16 November 2011

The Problem of Free Will I: Is anybody there?

"Every human thought is in principle a pre-determined consequence of biochemical processes that are themselves determined by evolution, the course of which is pre-determined by chemistry and physics. Therefore, there is no such thing as free will. In fact, there is no such thing as consciousness. What appear to be sentient beings are just automata that give the illusion of consciousness."

I feel frustrated, even enraged when I hear or read statements like this, whether from scientists and non-scientists. Such a statement is equivalent to saying that the Universe and everything in it is dead — even ourselves. It implicitly permits the most outrageous disregard of everything and everyone, even one's one children. After all, what harm is there in neglecting or even killing that which never was, and never could be really alive?

I'm outraged when people make such statements, because it is that easy and that quick to show that such statements would have grossly immoral consequences, were people to take them seriously. I'm frustrated when people make such statements, because they are wrong. For the rest of this thread, I would like to show you why.

Let's start with basic philosophy. To whom do automata give the illusion of consciousness? This is not just a semantic game. An illusion cannot have itself, nor can an automaton have one. The very idea of an illusion pre-supposes the idea of consciousness on the part of someone. That is, you must be conscious in order to have the illusion (the false awareness) that you are conscious. You might be semi-comatose and in a dream-like state, but that is still a state of consciousness. In fact, consciousness is the prime datum of philosophy, both Western (self-awareness as in Descartes' "I think, therefore I am") and Eastern (a generalized oceanic awareness).

Consciousness is also the prime datum of science. The discipline of science is to get ever more precise and accurate data into one's consciousness, so that one can discover and then test relationships among the data. If you reject the datum of your own self-awareness, then you can claim that anything I do to demonstrate the contrary is unreal, an illusion (which you must be conscious to experience, but since I must be wrong, logic must not apply). That is to say, rejecting the datum of your own consciousness is unfalsifiable, and therefore unscientific. Because science accepts only statements that are falsifiable (capable of being proved wrong), in principle, by some sort of observation (a means of getting data into consciousness) or experiment (a controlled means of getting data into consciousness). Science is thus a way to get to know by successive approximations (trial and error) those aspects of reality amenable to its methods.

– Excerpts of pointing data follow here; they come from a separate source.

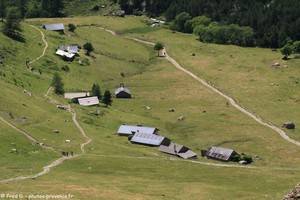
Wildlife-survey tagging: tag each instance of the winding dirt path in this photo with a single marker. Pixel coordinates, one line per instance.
(258, 119)
(57, 162)
(45, 43)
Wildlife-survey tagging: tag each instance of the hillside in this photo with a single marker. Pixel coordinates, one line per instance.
(111, 167)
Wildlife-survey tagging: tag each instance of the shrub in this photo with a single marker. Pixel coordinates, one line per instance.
(65, 68)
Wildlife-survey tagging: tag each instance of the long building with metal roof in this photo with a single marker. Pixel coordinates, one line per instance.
(220, 153)
(54, 27)
(127, 130)
(148, 139)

In short, claiming that we are unconscious is unscientific, unphilosophic and leads to logical contradictions. And that is, as mathematicians say, "what was to be proven," Quod Erat Demonstrandum, QED.

Of course, it is possible that my friend mis-spoke. Perhaps what he really wanted to deny is the reality of the self. Here he might be on firmer ground, because Buddhism claims that an individual's sense of self is illusory. That is to say, that your own little sense of self is an illusion entertained by part of the Universal Self.

I think what the Buddhists are trying to say, however imprecisely, is that you are not your personality. Indeed, you build your personality on the foundation of your temperament in order to have an interface with the people and the world around you. You use your personality to relate to yourself, as well. The Buddhist koan, "Show me the face you had before your parents were born," is a demand to experience and relate to reality directly, without the intermediary of your personality.

But that doesn't mean that your personality is unreal. If you build a bicycle, the bicycle is no less real for your having built it. If you write a piece of software, the software is no less real for your having written it, or for it being the expression of your ideas. Similarly, your personality is your real creation, more intricate and grander than any art or literature ever created. It isn't an illusion. It just isn't all there is to you. And if your personality changes over time in response to your circumstances, so what? You might want to make changes to the bicycle you built as you grow, or as you age. So too, you may change your personality, albeit with some difficulty, and sometimes with the aid of a psychotherapist.

Having dealt with consciousness, we now turn to the thornier problem of free will. What my friend above should have been trying to establish was not the solipsistic ideas that we are unconscious or have no personalities, but rather the idea that although we are conscious, we only have the illusion of free will. We may be self-aware, but all our thoughts and actions are pre-determined reactions to preceding stimuli. We only think that we actually decide anything. This will be the topic of the next post in this thread.

2 comments:

Undergroundpewster said...

Is your friend someone who is working on "artificial intelligence?"

Scooper said...

Would you believe the friend is a sociologist?